君がくれたもの
「じゃあ、まずあんたを殺してあげる!」
そう言って、振り上げられた包丁。
「私を殺して済むなら、殺しなさいよ!
だけど、大輝にも、優香にも、佐倉にも、冷夏さんにも、怜奈ちゃんにも、直樹くんにも、直人さんにも、おばさんにも、おじさんにも、手出しは絶対させない!
私の大切な人を傷つけたら絶対に許さない!」
そう言うと、
怒りに顔を歪めた美麗さんは包丁を振り下ろした、
目を瞑った時、
「…そこまでにしようか。」
低い声が廊下に響き渡った。
目を開くと
瀬山先生が包丁を持つ美麗さんの腕を掴み上げていて
冷たく見下ろしていた。
「これ以上勝手したら、許さないよ。
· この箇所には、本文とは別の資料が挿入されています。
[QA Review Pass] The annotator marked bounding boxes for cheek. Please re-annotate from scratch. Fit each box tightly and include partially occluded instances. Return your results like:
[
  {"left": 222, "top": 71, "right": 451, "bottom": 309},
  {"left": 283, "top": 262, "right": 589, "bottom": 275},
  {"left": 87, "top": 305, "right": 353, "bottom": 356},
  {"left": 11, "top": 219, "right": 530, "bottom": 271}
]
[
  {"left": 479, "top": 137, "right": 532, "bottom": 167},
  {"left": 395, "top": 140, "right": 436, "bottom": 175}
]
」
私の足元には血溜まりができていて、
ホッとしたからなのか、血がですぎたのか、
ふらりと後ろへと倒れる体。
「「「「日菜子ちゃん!!」」」」
「「「日菜子!!」」」
床に体を打ち付ける前に支えられた体。
「…大輝。」
「無茶しやがって、バカ日菜子。」
涙を流す大輝。
「ごめんね、今力はいらないや。」
弱々しく笑う私に、
「そんなの気にすんじゃねぇよ。」
と涙を流しながら笑った大輝を最後に私は意識を失った。